Another issue which these malcontents take umbrage with me upon is my contact with humans. Humans have long been considered the enemy. The average troglodyte greatly fears humans. On a whole, this is okay, because humans should be feared. They have great power and can be quite reactionary and close-minded regarding the well-being of other species. In addition, troglodytes were created by wizards in the old days and we were treated as slaves. So it is a deep-seated hatred that we have to contend with. I understand the complexity of the dynamics. The paradox is that this insurrection, spearheaded by my cousin Gormo, has been fueled by xenophobia—and Gormo himself is somewhat of a humanist—in the Troglodyte sense. As evident by his collection of human recordings. He even recently procured a DVD player to watch Hollywood movies! He still has not learned English, and I know he envies me and my ability to connect with open-minded human beings, like Dan. Sometimes we envy those who have access to worlds they can only imagine about. And the greater their imaginative powers, the greater their envy.
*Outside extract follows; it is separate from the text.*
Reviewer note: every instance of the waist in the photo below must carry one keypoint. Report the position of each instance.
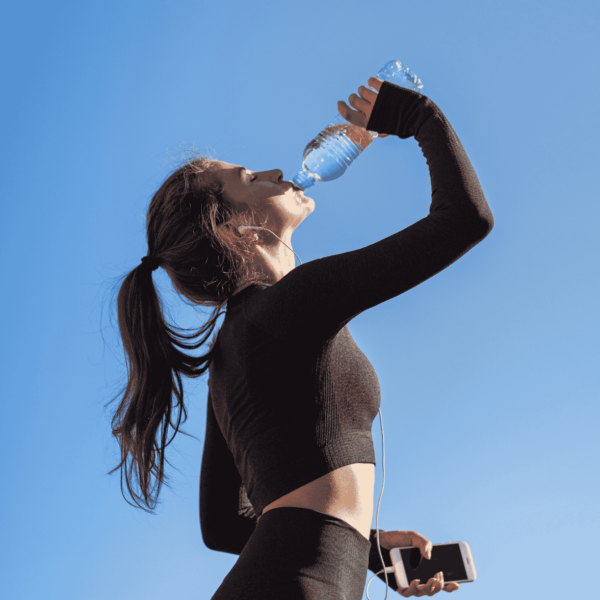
(346, 493)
Maybe you can foresee the results of these forces at play. You see, the collective momentum Gormo’s raging envy was greater than his pea-brained idealogical justifications. The paradox of Gormo’s envy of access to the human world and his rallying an army of anti-humanists was something to be exploited.

Let me tell you how it has played out so far. The war is not over. But the insurrection has been contained.
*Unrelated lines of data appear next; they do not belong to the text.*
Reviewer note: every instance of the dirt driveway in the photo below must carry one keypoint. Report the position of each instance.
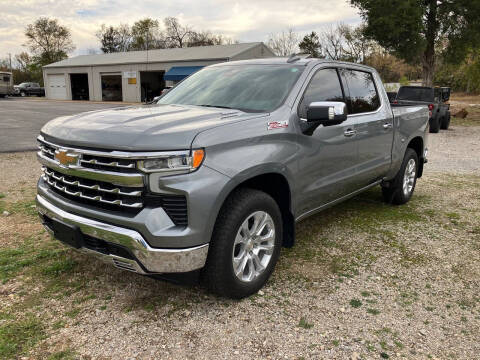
(365, 281)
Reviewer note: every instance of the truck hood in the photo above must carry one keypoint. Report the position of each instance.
(139, 128)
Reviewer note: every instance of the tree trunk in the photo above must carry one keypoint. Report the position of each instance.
(429, 53)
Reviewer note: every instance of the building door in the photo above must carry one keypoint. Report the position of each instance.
(56, 87)
(152, 84)
(112, 87)
(79, 84)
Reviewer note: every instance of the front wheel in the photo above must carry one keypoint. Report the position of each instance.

It was a matter of controlling information. Gormo is good, but the resources at my disposal are quite formidable. I have built great trust from top to bottom in my civilization. I had many differences with my father, but the one thing we agreed upon that trust was most important. When I was at the depths of despair, when I had hit rock bottom in the LA metal scene back in the eighties, my dad was there with me. When the doctors and the priests other prognosticators left the room and it was just him and I, in soiled pajamas, in despair, strung-out, he said to me, “Laogzed, my eldest son, we have a blood-bond. But blood means nothing. Loyalty. Loyalty means loyalty to your children, to your society, to the earth, and everything it is connected to. We are born with duty. My duty is to you. Not because you are the heir to the troglodyte empire, but because it is within my bound. We are bound by circumstance.” And he kept his word. And all beings are bound by circumstance. I don’t claim to know why we are here. But we are. We cannot control things. But we are conscious beings. As a Christian might say, The Golden Rule. As it says in Matthew:"All things whatsoever ye would that men should do to you, do ye even so to them: for this is the law and the prophets." Or we may call it the ethics of reciprocity. The young are bound to the old, the rich bound to the poor. This is the foundation of my ethics. And I try my utmost to apply my beliefs in everything I do.
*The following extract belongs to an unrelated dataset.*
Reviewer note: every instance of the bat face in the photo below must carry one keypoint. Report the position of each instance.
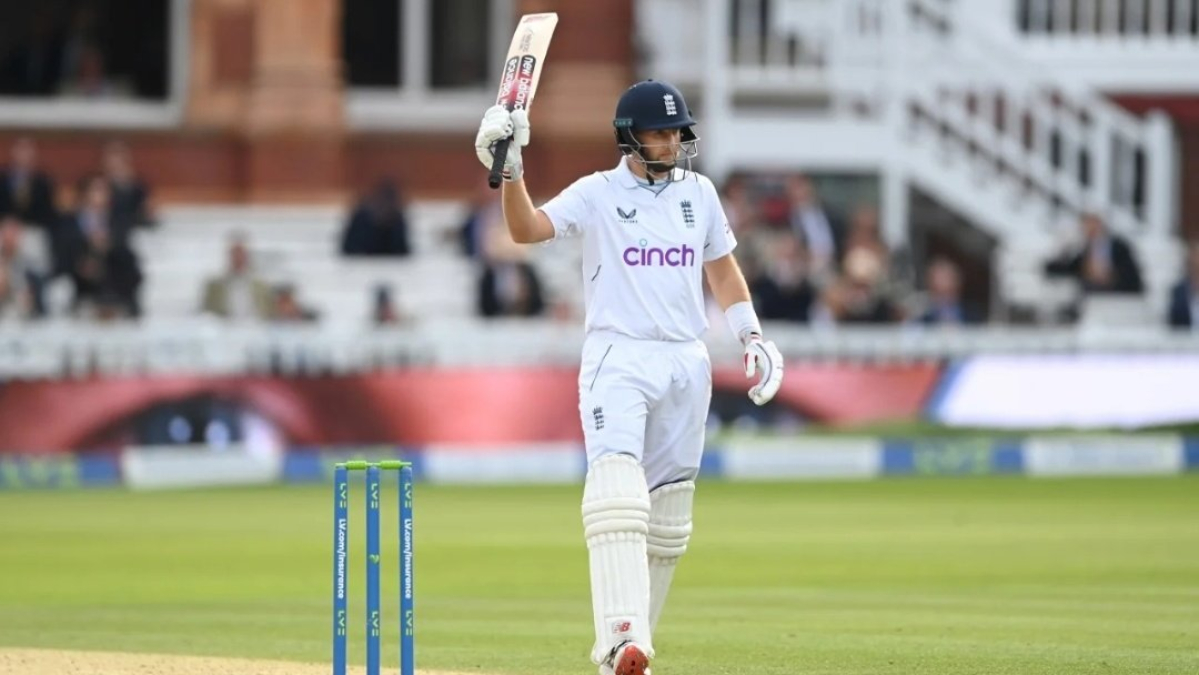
(525, 60)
Thus it was a matter of providence. Gormo’s insurrection was based on a paradox, and since I had the greater resources, and from top to bottom my system is glued by loyalty, his slobby adventure failed. Oh, it was a tough fight. His friends flooded the sewers, caused great disturbances in several cavern-city centers, but in the end he was pulled down by his contradictory propaganda. His ideology could fortify his followers for only too long until they abandoned him. Gormo is now in self-imposed exile. I welcomed him back, but he rejected my offer. Meanwhile the seed of discontent has been sown. I am afraid that their might be others in his wake with greater resolve, or worse, competence. There may be a troglodyte out there with determination to take me down. But I will fight to the bitter end. If I am known as a reformer, so be it. That is my fate. If lines in the aristocracy have been drawn, I am unaware of them. Everybody has food. It is just the un-purposed ones that I worry about. I may have to bring them to Christ. Ennui destroys. Illusion sustains. That’s the sad fact of life.